Petraeus: Actually, it was a little bit later. But I can neither confirm nor deny.

Goldberg: He’s not actually here at all by the way. You’re not even seeing him. It’s a hologram.

Petraeus went on to say that today, the United States needs a force in Syria that it can support, but that it is not in America’s interest to prop up the Assad regime.

Did the Iraq War Destabilize the Middle East?

Goldberg: Go back to 2003. Were we inadvertently a triggering mechanism for everything that came next?

Petraeus: I’m not so sure that we were, actually. If you think about it, these didn’t happen until a decade later. I can’t for the life of me think of the link between Iraq and why a fruit vendor self-immolates in Tunisia and cracks this seemingly solid crust that turns out to be so fragile that societal unrest touches off.

And you see this in Egypt as well.

[Former Egyptian President Hosni] Mubarak would meet with me when I was at Central Command. He would lean and put his hand on my knee, as if a father figure, and say, “General, don’t ever forget the Arab Street. Listen to the Arab Street.” I’d like to go to him now and say, “Mr. President, what about that Arab Street, what’s that all about?”

Is America in Decline?

Goldberg: There’s a feeling that this presidency is as much about underreaction as the last one was about overreaction. There’s a lot of talk about the dispensability of the United States. We can’t do everything. China is rising. We have to manage that. Are we in a period of decline? Is that sort of decline the worst thing in the world for the United States?

Petraeus: America is not in decline. When you experience firsthand these very visceral wars that we’ve been through, costly, frustrating, long in duration, setbacks, it’s understandable, I think, that the pendulum swings in the other direction. ... I think ISIS brought it back. I think the beheading of an American is a big deal, the public reacted to that and so did their leadership, and we now recognize the threat that is posed.

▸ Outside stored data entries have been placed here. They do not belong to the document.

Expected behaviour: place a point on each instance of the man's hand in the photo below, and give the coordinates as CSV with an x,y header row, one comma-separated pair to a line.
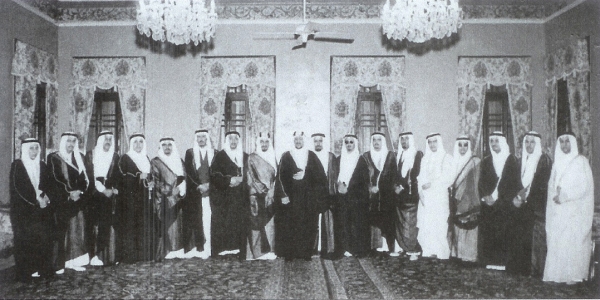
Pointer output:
x,y
556,198
518,201
75,195
399,188
488,200
203,188
342,188
235,181
374,190
299,175
43,201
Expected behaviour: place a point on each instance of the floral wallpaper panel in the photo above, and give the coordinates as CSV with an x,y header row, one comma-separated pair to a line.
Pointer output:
x,y
31,66
475,74
347,74
126,74
257,73
25,98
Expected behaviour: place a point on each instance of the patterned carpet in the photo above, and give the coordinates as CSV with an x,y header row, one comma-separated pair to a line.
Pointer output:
x,y
376,277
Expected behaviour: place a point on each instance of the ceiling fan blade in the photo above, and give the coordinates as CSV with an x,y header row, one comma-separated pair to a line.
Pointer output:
x,y
332,37
274,36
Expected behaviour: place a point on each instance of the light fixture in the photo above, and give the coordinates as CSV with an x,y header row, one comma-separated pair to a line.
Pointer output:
x,y
421,20
177,21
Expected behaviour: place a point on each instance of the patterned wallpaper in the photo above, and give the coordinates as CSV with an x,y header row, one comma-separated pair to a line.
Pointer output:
x,y
287,11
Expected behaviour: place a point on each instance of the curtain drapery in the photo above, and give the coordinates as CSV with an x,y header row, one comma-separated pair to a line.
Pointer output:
x,y
572,64
475,74
258,74
31,66
126,75
347,74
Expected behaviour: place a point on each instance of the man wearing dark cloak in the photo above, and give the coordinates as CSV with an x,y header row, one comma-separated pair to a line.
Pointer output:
x,y
301,182
408,161
328,243
529,209
229,198
69,181
101,228
499,183
382,179
30,216
136,214
353,199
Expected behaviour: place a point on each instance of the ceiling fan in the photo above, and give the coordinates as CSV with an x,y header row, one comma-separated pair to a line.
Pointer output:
x,y
305,32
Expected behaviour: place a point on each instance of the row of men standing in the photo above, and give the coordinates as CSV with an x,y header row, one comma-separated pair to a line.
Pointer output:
x,y
229,202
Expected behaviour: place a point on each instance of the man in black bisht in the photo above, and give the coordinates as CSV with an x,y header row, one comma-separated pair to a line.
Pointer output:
x,y
229,198
102,165
499,183
301,182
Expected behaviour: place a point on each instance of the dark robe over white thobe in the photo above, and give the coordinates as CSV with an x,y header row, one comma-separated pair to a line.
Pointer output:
x,y
354,206
167,207
32,226
261,185
494,236
465,210
330,242
524,217
407,205
296,223
69,216
101,217
139,223
230,205
381,204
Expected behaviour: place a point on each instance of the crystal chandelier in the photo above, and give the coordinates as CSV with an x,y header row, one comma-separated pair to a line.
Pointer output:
x,y
177,21
421,20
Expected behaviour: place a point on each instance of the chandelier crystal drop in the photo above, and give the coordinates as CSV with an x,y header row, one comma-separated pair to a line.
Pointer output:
x,y
421,20
177,21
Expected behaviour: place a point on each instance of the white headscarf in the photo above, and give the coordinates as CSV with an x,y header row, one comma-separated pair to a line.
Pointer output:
x,y
529,161
323,155
348,161
433,160
461,160
269,155
408,155
62,151
379,156
102,159
499,158
140,159
562,160
300,156
204,150
173,161
237,155
32,166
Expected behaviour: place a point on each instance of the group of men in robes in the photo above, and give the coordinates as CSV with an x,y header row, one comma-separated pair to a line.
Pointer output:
x,y
502,211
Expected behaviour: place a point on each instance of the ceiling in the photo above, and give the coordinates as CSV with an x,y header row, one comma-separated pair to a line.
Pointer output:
x,y
69,11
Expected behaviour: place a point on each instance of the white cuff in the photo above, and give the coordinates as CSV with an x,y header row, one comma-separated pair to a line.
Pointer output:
x,y
99,186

I was in London recently and I was asked, after the American century, what? I think they expected me to say the Chinese Century, the Asian Century, or whatever. And I said, after the American Century, the North American decades. Now that’s not a single decade, and it’s not a century. But we have this extraordinary opportunity, because of the energy revolution, which has really upended global energy markets: we’re now the number one natural-gas producer, we’re the number one liquid-oil producer. ... I know there is an insurmountable comparative advantage in that.